Master of Arts major in History (Option I: Thesis)



First Advisor

Karl Ian U. Cheng Chua, PhD


Migration has been a vigorous source of much of our nation’s history. Despite its meaning to history, organized attempt to study migration in the Philippines did not come until mid-20th century. Studies on internal migration especially its motivational aspect remain few albeit censuses reveal that Filipinos are highly mobile inside the country. In Western Visayas, there has been a long tradition of intra-regional migration that has been primarily interpreted from the lens of the ebb and flow of the sugar industry. This, however, cannot singularly explain the complexity of the phenomenon especially when one wishes to look into the motivational aspect of fishers’ migration who are considered the most mobile in the region and whose residence is presumed to be never permanent. Neither can the seasonality of fishing comprehensively explicate the uniqueness of their migration.

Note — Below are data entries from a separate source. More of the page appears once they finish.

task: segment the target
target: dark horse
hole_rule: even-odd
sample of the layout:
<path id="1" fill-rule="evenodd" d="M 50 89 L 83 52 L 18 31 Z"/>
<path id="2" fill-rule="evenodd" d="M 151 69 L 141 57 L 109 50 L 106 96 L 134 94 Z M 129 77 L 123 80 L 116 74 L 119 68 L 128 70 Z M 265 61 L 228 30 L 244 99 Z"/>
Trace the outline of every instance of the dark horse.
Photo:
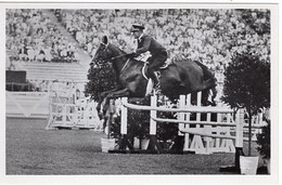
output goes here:
<path id="1" fill-rule="evenodd" d="M 127 53 L 111 44 L 107 37 L 104 36 L 92 63 L 99 65 L 105 62 L 113 63 L 118 85 L 116 89 L 101 94 L 99 110 L 104 98 L 108 102 L 110 98 L 114 97 L 145 96 L 148 80 L 142 75 L 144 63 L 129 58 Z M 207 104 L 209 90 L 215 90 L 216 87 L 216 80 L 206 66 L 200 62 L 185 60 L 161 69 L 159 82 L 162 94 L 170 100 L 178 98 L 180 94 L 202 91 L 202 104 L 205 105 Z"/>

This study investigates the motivations of fisher’s migration by undertaking a case study of the history of migration of “mananagat” from Calatrava, Negros Occidental to Miagao, Iloilo, from 1961 to 1995. A total of 33 informants including the 13 key informants were interviewed in this study, guided by Everett S. Lee’s A Theory of Migration as a frame, and complemented with archival and library research. The findings of the study confirm earlier studies that it is fishing that primarily motivates their migration. However, the seasonality of fishing in Miagao did not prevent the occurrence of permanent change of residence. The study presents a clear case of fisher’s migration that involves permanent change of residence within the Western Visayas whose motivations are multiple that neither can the sugar industry nor the seasonality of fishing exclusively explain. The stories of migration of fishers are essential part to widen the horizon of understanding of the history of internal migration in Western Visayas.